Directed by Pascal Vuong. Narrated by Tom Brokaw. 43 minutes. Opens at IMAX 3D theaters across the country in May; check local theater listings.

This relatively brief take on D-Day outpunches its weight. A cogent overview of the Battle of Normandy focusing on the invasion, the film uses a state-of-the-art palette of cinematic techniques that keeps adults in the game while making it especially attractive and useful for kids. In fact, the filmmakers have built an educational package around it.

The history is solid and well-told, if necessarily elliptical. Director Pascal Vuong, who wrote the script, has managed to hit not just expected high-visibility points (Pointe du Hoc, Caen, Omaha Beach) but touches on all five beaches, and even sketches events up to the Falaise pocket. Along with detailing Allied airplanes (“They were painted with stripes for D-Day, so they would be easily recognized and avoid friendly fire”), he includes Ike’s chosen mechanical D-Day heroes, like the jeep and bulldozer. And as Vuong tracks the movements of hundreds of thousands of Allied and Axis troops and partisans, he focuses on individuals from all sides, humanizing the massive operations.
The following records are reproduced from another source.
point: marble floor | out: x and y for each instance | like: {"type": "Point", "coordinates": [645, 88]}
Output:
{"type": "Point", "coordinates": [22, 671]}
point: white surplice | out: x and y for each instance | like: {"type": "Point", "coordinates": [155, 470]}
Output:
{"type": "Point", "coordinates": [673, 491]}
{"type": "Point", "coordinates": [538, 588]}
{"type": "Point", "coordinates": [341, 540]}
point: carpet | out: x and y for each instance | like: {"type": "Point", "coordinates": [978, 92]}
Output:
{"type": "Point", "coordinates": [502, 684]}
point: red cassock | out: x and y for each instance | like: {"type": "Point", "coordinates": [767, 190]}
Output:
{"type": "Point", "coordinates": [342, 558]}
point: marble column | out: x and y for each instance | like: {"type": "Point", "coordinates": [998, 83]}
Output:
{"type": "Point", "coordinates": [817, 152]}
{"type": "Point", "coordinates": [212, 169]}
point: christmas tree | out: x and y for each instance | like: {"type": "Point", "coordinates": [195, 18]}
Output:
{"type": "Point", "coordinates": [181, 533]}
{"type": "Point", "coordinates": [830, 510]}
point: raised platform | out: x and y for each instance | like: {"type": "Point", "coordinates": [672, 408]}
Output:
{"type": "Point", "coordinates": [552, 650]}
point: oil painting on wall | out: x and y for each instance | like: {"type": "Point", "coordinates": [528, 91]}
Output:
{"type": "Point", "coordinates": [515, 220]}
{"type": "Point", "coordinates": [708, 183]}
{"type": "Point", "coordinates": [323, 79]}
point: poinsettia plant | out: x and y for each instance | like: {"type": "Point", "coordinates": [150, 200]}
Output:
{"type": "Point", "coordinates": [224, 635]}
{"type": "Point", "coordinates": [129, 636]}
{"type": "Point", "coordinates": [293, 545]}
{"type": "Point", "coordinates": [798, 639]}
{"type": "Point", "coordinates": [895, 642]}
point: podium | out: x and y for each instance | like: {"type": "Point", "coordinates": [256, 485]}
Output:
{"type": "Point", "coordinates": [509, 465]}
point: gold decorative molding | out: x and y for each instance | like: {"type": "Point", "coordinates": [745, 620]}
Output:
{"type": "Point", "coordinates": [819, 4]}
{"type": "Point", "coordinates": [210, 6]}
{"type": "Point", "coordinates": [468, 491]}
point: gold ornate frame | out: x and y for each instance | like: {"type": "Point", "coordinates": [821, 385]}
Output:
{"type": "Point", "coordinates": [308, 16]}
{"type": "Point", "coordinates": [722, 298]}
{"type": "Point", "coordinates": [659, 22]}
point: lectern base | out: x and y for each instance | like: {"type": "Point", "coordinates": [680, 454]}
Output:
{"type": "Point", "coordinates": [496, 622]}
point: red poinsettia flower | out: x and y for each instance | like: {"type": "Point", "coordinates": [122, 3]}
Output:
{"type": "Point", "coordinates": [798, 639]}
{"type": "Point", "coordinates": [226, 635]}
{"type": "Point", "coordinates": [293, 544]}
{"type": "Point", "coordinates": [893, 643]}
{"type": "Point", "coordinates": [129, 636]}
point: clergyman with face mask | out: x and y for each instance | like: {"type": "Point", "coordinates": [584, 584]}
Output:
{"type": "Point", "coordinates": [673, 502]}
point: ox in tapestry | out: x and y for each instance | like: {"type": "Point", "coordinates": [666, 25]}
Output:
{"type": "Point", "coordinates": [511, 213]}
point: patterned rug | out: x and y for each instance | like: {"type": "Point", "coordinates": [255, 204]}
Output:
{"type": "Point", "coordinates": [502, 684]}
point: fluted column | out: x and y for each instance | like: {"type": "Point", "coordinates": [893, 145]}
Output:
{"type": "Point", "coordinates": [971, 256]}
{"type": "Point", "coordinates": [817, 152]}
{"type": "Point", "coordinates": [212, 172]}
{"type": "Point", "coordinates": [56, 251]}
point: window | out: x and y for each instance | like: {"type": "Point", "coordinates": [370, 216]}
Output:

But Vuong’s true creative contribution comes with his imaginative visuals. Not so much the digitized, stereoscoped, and colorized photos and footage from the period, though those work well enough in IMAX 3D. What’s truly striking are the transitions. Vuong uses animated sketches, in both black-and-white charcoal and impressionistic color, to bridge between scenes—a simple-seeming yet inspired change-up that alters the emotional mood, letting viewers catch their breath after a fact-laden segment. Even more clever is his animated storybook, which opens to display drawings and key questions like “When?”; this recurring chapter break orients viewers toward what’s coming.

Threading throughout is Tom Brokaw’s distinctive voice. (No, he doesn’t utter the words “Greatest Generation.”) Brokaw says he only did the film because it avoids the usual D-Day clichés. That assessment, it turns out, points to D-Day: Normandy 1944’s greatest strengths.